My mom and I moved from the suburbs to Manhattan when I was nine. When I wasn’t in school I was pretty much on my own most of the time. I longed for the days when she would pack in my lunchbox a peanut butter and jelly sandwich, a bag of Fritos, individual slides of American cheese and a can of apple juice. My first memory of a sit-down home cooked meal made by her was was a chicken dish that had a slimy gross texture (maybe it was boiled or still raw? I don’t know if it wasn’t cooked properly or I was just picky.) I also remember trying to eat a steak from the beef she got from her parents’ farm in Indiana. I gagged on the gristle, it felt like gnawing on a hot piece of rubber. She told me to clean my plate when she saw I was spitting my food into my napkin. I tried shoving it down my throat to see if I could get away with not having to taste it, but I started choking and ran to the bathroom coughing up food. My mother was angry and insulted by her eight-year old. “Your know what? If you don’t like my cooking, you can just make yourself PB and J sandwiches for every meal and I won’t for you cook anymore”, she said folding her arms.
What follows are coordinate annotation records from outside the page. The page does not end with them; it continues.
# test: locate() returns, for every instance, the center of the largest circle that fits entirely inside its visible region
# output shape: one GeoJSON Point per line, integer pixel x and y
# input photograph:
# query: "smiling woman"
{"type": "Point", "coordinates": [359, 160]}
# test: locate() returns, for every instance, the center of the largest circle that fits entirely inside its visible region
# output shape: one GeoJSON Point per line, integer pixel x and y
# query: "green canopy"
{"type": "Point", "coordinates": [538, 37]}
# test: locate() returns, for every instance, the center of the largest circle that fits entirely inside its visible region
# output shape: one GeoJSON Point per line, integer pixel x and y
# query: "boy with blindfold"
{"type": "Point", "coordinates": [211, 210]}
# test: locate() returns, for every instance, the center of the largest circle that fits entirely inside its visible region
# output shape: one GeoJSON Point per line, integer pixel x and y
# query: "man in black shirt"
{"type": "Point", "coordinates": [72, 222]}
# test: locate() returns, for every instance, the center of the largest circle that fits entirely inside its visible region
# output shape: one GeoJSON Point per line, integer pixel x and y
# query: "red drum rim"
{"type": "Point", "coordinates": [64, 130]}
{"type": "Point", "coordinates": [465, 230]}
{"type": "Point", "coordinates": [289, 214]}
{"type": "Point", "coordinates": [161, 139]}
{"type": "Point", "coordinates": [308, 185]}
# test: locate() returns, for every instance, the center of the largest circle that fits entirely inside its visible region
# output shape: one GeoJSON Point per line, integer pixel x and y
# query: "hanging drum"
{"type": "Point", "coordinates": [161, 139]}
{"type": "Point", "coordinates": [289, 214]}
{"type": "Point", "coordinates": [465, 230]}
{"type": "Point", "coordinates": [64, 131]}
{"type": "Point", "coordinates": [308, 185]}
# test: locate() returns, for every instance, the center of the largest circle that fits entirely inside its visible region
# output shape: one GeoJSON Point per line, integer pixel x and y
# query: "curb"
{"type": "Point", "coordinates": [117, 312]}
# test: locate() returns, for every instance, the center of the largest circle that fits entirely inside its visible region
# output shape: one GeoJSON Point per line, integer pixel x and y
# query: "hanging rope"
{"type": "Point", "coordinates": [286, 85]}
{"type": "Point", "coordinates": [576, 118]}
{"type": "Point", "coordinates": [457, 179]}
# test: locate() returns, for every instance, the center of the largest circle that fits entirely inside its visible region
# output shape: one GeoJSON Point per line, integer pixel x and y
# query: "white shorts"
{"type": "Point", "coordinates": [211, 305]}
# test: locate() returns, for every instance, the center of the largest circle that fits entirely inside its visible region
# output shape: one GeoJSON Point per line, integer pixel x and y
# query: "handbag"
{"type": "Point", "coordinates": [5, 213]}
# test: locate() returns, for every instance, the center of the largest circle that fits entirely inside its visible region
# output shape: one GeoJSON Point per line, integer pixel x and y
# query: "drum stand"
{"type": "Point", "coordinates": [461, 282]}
I didn’t realize at the time this was supposed to be punishment for being an insubordinate, ungrateful child and I was so relieved. Oh my God, yes! Thank you mom!
Dinner was typically just me eating cereal out of the box but I didn’t feel deprived- I remember the joy of tearing into the box, sticking my hand all the way down to fish out prizes at the bottom. An after-school snack might consist of a bowl of Duncan Hines brownie batter. I really wanted the brownies like the photo on the box but I had no patience to preheat the oven and cook for the full recommended time it said on the box. All you needed to add was water so I would mix it up in the pan, turn the oven to 375 and stick it into the cold oven as I impatiently waited for the fifteen minute alarm to go off (I didn’t know what preheat the oven meant and besides, I was hungry now.) I took out the pan of warm brownie batter, got a spoon and headed into my room to watch Magilla Gorilla, The Banana Splits, Gillian’s Island and The Brady Bunch on the portable little black-and-white television set. I would also do sketching in my drawing pad between spoonfuls of batter and leave chocolate marks all over my desk, all while my mother was still at work for another few hours. My favorite sugar friends and TV family lived inside a little box and they were always there for me. It was my after-school ritual to come home to the box after dealing with another day existing in fourth grade: The scary bullies on the bus. Feeling so ashamed when I couldn't solve a math problem in front of the class and everyone laughed. Hiding out in the bathroom stall during gym class when it was dodge ball day.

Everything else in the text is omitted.